The use of rectangular windows simplifies the handling of bitmapped data and the manipulation of the windows, resulting in efficient display systems. In particular, the position and size information for a rectangular window is commonly represented by only four numbers. These may be a horizontal location ("X") coordinate and a vertical location ("Y") coordinate to indicate the position of the window in the display area, and a width and height to indicate the size of the window. Equivalently, the four numbers used to identify the position and size information may be a horizontal start location ("Xstart"), a horizontal end location ("Xend"), a vertical start location ("Ystart"), and a vertical end location ("Yend"), thus defining the four corners of the window.
Window display systems typically display the data from individual window bitmaps by determining, for each pixel location in the display area, the window of highest priority which includes that pixel location. This determination is straightforward when the windows are rectangular. For example, when the four corners are used as described above to locate each window, that window includes a given X,Y pixel location if and only if X is not less than "Xstart" nor more than "Xend," and Y is not less than "Ystart" nor more than "Yend." Furthermore, once the appropriate choice of windows is made, retrieving the correct pixel data for the given pixel location in the display area is equally straightforward. Since the data is stored as a conventional rectangular array, a simple mathematical calculation is sufficient to locate the appropriate pixel data.

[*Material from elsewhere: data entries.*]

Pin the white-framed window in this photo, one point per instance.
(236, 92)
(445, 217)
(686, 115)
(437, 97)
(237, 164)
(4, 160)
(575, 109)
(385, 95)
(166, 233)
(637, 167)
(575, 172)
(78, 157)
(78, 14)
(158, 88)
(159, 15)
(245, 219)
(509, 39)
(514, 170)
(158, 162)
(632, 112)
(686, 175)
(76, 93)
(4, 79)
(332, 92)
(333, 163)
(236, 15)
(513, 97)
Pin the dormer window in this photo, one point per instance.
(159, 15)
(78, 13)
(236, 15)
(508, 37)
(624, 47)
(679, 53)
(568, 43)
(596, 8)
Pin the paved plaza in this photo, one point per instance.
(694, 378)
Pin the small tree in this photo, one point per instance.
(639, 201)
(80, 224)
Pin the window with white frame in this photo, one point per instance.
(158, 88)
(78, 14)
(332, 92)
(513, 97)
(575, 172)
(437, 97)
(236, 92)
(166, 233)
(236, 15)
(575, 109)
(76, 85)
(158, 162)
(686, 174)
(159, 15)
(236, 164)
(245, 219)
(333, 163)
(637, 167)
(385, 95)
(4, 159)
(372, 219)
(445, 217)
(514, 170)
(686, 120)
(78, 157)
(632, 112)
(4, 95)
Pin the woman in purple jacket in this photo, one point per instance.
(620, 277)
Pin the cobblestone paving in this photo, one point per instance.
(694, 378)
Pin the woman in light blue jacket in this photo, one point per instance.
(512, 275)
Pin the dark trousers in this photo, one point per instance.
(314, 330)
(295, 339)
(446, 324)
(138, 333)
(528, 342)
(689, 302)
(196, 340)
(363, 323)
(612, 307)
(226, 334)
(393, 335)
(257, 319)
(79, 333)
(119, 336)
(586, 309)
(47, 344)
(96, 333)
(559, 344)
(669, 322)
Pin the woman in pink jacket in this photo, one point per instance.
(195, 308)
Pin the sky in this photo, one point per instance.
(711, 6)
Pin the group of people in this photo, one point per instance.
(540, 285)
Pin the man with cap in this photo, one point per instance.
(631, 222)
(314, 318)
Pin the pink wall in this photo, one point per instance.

It would often be advantageous to include the ability to display an image contained in a rectangular window without displaying the surrounding portions of that window. In effect, these surrounding portions of a foreground window would be made "transparent," so that the images "behind" these portions of the foreground window become visible. From the viewer's perspective, such a capability would provide the functional equivalent of displaying "windows" of arbitrary shape. In multimedia applications, for example, it is desirable to construct video frames composed of a background scene plus a number of independently controllable objects. One such illustration would be a background consisting of an undersea scene, with many independently movable fish overlaid on that scene. If each fish were displayed as a complete rectangular window, the area of each of these windows which is outside the border of the image of the fish itself would inappropriately obscure part of the background (or a view of part of another fish) "behind" it. By displaying only the fish image, and not the surrounding portions of the window which contains it, a much more realistic scene would be displayed.